Now there is talk of a serious backlash not only against ordinary Muslims in America, but against the estimated 3,500 Muslims serving in the US military, “prized for their cultural and linguistic knowledge.”

I have to say I was impressed by major Muslim- American organizations not missing the beat, condemning this act of violence right away, and saying it has nothing to do with the teachings of Islam. Hey, at least we are getting better and faster at getting these statements out!

But should Muslims in America be doing more? With every act of violence done in the name of Islam, we bow our heads in shame, brace for the backlash, and hope it will be over soon.

To a large extent, moderate Muslims around the world are just as victimized, if not more, by the fanatical Islamic minority who have done a tremendous job of becoming the mainstream and misconstrued image of Islam. Is it time for moderate Muslims to be more proactive?

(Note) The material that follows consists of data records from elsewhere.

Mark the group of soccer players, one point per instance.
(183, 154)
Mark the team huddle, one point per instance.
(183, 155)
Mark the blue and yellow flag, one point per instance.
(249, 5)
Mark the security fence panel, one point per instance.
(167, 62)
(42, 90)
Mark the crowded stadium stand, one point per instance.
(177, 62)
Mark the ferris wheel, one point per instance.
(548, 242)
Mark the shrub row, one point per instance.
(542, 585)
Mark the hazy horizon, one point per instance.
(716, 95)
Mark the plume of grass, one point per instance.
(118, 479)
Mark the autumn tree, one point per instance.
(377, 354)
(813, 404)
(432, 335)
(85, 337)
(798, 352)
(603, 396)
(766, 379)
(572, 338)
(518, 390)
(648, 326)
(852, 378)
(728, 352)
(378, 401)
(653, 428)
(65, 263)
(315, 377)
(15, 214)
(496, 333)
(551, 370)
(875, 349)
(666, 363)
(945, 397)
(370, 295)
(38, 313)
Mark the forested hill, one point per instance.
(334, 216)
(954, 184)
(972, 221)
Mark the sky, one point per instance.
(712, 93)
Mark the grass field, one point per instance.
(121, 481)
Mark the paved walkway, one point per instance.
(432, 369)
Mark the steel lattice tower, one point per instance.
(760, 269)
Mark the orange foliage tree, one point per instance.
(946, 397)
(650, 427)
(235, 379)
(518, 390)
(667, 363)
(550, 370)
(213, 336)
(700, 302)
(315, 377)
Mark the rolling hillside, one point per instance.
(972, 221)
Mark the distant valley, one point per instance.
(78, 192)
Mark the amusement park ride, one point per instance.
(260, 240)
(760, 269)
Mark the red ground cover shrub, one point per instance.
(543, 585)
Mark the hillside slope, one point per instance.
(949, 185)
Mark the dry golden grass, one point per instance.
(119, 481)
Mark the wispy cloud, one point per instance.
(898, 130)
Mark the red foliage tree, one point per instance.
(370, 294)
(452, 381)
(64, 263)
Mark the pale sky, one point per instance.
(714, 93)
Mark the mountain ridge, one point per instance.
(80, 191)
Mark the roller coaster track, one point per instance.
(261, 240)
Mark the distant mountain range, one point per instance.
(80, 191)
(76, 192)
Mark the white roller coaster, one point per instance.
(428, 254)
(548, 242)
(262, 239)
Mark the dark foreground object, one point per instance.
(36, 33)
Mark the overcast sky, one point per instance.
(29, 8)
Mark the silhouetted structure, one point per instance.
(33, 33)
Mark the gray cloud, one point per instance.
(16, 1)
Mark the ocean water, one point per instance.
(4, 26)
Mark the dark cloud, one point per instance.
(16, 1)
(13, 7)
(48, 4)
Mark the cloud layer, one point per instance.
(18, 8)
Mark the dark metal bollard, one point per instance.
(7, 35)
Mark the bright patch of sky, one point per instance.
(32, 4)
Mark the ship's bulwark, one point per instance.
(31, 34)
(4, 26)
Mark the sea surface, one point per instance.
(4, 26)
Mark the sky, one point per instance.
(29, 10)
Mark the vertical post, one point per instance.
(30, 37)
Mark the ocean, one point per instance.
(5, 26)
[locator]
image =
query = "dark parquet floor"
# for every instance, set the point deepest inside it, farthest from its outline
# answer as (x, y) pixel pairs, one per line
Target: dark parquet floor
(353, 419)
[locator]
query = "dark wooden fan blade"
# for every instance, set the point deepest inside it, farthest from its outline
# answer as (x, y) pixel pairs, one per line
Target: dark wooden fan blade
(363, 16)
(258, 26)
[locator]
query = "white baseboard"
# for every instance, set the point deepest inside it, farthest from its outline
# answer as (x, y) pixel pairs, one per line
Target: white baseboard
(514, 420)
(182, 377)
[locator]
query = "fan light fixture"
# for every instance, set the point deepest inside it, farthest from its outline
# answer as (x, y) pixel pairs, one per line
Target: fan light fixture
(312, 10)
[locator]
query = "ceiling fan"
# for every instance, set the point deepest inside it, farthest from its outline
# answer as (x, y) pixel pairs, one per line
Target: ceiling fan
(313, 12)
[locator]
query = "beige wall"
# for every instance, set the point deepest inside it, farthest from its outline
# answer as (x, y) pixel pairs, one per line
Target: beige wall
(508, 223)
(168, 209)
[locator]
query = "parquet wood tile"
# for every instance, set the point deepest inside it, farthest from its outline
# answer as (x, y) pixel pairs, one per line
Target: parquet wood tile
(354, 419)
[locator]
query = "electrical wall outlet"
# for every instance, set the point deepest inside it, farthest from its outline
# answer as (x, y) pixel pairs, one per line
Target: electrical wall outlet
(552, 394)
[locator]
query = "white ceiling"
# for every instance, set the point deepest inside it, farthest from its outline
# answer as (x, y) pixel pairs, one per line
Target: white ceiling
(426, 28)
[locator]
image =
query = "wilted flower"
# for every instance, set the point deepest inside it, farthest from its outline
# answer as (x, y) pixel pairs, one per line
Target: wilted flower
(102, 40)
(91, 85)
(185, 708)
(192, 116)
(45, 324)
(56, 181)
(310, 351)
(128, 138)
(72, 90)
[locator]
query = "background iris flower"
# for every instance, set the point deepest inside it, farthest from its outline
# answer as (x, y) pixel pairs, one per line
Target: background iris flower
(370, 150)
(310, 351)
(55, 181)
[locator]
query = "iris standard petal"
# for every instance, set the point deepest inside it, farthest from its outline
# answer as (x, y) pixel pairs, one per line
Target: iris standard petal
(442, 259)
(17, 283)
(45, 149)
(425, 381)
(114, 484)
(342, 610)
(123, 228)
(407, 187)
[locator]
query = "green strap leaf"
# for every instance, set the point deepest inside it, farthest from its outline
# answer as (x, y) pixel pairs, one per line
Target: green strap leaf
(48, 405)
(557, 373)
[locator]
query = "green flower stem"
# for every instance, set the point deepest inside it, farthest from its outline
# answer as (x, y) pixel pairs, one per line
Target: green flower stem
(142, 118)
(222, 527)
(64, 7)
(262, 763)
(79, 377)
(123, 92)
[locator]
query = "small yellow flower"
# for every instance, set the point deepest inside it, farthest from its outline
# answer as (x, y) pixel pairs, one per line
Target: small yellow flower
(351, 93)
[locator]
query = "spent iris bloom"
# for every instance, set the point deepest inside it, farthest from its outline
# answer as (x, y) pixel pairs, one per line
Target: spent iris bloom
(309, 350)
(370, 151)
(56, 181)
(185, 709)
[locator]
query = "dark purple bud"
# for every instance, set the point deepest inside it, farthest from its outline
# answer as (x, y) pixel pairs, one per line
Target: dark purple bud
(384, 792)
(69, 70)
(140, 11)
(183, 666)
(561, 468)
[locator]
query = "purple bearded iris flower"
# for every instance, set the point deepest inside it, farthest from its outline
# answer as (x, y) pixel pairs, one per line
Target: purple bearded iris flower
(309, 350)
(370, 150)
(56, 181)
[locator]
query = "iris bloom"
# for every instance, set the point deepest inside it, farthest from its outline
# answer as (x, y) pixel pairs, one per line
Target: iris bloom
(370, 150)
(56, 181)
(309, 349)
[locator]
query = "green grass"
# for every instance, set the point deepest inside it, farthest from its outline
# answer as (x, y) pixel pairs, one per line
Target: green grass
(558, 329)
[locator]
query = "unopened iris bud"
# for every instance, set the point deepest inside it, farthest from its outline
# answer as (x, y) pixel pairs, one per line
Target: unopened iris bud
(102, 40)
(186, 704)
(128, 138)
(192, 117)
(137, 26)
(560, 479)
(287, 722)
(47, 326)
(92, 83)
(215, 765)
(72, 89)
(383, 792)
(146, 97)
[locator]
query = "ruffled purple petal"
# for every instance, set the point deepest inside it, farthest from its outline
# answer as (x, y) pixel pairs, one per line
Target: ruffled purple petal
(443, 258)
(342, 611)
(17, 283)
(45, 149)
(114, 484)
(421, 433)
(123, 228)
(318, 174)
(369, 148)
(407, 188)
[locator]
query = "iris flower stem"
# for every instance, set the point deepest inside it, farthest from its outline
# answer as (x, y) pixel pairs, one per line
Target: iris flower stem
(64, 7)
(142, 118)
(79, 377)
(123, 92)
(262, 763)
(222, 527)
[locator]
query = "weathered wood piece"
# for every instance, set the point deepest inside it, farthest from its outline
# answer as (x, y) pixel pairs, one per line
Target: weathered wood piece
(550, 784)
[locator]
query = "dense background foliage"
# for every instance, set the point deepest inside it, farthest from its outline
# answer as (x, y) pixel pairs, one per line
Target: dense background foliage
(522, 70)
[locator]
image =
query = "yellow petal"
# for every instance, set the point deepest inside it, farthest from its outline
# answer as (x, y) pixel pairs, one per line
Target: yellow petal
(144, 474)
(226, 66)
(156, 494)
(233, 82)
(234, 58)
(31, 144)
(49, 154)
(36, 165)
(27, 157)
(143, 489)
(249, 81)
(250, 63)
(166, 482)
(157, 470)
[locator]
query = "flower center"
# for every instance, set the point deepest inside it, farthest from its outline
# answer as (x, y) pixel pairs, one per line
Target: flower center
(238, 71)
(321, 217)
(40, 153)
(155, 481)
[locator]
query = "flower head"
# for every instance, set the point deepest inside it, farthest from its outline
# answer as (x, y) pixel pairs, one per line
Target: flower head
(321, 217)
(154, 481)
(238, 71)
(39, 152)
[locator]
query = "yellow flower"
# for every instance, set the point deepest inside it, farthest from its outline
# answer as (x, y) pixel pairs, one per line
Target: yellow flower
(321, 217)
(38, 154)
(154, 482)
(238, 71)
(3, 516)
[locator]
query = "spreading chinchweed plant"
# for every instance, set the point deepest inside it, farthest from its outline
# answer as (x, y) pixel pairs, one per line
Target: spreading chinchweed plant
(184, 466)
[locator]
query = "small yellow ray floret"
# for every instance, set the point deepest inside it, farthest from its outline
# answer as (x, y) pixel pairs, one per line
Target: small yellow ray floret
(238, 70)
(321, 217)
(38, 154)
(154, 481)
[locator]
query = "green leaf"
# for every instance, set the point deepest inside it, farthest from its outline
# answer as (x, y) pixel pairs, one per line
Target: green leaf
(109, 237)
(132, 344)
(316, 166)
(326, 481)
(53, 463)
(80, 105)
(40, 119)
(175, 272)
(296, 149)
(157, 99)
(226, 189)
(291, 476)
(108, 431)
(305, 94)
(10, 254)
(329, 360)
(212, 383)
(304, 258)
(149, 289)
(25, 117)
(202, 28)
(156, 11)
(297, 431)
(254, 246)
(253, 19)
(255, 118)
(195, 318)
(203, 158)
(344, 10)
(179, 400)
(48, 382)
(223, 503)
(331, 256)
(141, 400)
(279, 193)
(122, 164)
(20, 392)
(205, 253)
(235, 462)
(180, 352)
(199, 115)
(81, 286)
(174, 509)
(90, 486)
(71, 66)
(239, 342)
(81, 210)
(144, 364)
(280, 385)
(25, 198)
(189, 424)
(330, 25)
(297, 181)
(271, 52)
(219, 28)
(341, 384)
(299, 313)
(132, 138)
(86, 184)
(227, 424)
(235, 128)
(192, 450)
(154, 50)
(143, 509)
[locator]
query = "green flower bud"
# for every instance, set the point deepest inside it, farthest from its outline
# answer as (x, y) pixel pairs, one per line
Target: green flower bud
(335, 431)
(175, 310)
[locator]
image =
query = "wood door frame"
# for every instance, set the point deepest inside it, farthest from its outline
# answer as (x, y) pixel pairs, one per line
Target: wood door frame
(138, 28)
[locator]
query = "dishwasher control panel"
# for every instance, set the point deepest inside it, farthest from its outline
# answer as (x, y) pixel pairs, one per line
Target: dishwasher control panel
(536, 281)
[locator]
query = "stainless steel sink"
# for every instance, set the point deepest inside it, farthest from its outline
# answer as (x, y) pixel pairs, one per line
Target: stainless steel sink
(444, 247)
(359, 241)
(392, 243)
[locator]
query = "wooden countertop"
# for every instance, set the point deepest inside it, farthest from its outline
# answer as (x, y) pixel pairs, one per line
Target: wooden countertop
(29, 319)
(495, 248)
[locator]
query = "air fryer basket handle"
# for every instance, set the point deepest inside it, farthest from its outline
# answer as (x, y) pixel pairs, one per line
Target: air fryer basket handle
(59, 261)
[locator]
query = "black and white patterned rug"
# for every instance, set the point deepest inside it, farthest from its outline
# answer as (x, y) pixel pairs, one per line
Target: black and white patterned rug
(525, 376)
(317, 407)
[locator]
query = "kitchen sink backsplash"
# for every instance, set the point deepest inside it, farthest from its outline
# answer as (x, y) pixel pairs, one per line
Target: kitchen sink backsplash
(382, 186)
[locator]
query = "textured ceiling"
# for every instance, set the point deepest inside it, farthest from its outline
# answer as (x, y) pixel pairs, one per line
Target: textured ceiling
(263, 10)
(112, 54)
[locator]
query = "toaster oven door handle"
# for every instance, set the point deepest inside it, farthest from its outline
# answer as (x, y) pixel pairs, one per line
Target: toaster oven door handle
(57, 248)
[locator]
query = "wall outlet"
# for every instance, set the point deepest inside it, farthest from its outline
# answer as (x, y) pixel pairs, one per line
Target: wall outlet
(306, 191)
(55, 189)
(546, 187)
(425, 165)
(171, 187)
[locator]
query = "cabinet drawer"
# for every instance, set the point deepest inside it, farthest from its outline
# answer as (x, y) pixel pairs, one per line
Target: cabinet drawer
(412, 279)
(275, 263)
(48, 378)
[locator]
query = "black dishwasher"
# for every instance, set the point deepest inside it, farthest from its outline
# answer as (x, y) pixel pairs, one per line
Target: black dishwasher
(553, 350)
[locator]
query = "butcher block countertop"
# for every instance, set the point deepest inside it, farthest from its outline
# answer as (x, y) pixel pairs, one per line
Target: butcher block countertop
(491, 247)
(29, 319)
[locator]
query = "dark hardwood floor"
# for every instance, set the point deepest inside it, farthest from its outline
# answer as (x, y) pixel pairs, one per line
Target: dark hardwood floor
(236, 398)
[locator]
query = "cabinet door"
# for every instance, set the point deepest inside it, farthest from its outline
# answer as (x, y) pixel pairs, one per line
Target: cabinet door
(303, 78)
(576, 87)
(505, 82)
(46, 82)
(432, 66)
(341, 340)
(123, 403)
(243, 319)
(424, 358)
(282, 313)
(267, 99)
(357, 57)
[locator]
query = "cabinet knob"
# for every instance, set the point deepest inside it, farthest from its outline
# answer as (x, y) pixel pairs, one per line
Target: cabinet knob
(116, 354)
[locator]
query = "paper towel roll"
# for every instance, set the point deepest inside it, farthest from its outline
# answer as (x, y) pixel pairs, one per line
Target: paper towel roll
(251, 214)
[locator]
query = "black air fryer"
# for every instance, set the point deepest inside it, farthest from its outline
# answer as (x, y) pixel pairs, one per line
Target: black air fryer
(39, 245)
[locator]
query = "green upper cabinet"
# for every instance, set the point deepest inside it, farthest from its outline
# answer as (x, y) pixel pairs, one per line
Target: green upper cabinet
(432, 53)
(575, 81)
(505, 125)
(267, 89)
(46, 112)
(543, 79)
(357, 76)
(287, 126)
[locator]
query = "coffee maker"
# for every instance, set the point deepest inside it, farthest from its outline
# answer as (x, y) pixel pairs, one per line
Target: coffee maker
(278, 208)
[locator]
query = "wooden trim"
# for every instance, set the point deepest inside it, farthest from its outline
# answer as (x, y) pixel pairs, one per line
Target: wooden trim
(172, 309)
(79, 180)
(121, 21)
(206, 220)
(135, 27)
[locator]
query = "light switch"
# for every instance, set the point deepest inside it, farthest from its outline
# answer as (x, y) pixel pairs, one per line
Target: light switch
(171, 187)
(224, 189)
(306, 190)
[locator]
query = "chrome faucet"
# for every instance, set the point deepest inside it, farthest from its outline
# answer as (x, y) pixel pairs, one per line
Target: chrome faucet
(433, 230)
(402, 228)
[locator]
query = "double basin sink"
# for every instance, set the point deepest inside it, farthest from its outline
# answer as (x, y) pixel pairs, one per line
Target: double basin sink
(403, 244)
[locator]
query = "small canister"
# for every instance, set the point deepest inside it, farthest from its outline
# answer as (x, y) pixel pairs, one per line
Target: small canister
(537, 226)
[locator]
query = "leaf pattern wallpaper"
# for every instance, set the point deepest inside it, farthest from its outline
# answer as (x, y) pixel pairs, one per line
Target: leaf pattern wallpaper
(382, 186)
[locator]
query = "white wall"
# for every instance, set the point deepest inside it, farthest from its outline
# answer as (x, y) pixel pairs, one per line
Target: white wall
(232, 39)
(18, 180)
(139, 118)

I am writing this post after reading this article by Rob Asghar. Asghar asks for deeds, not words from the Muslim community. Though he makes some valid suggestions in his piece, such as setting up charities for communities “hurt by extremists who have hijacked Islam,” I want to know what else can we do? How can Muslims in America, around the world, take a real stand against radical Islam, and not just play the silent victim role?

This story is still very raw, still developing. We do not know all the facts yet. What we do know is that the chairman of the Senate’s Homeland Security committee, Joe Lieberman, has already labeled the shooting as “an act of Islamist extremism.”

I think that it is time for Muslims around the world, especially young Muslims, to start being proactive about what our religion stands for now, and what it will stand for in the future. Think of what the Islam that our children inherit will look like. Our silence condones the violence.

We cannot just continue to brace ourselves for backlash attack after attack. We need to start putting our heads together and come up with tangible solutions. There are only so many statements one can read. After awhile, people need to start seeing the action to match those fancy, official statements.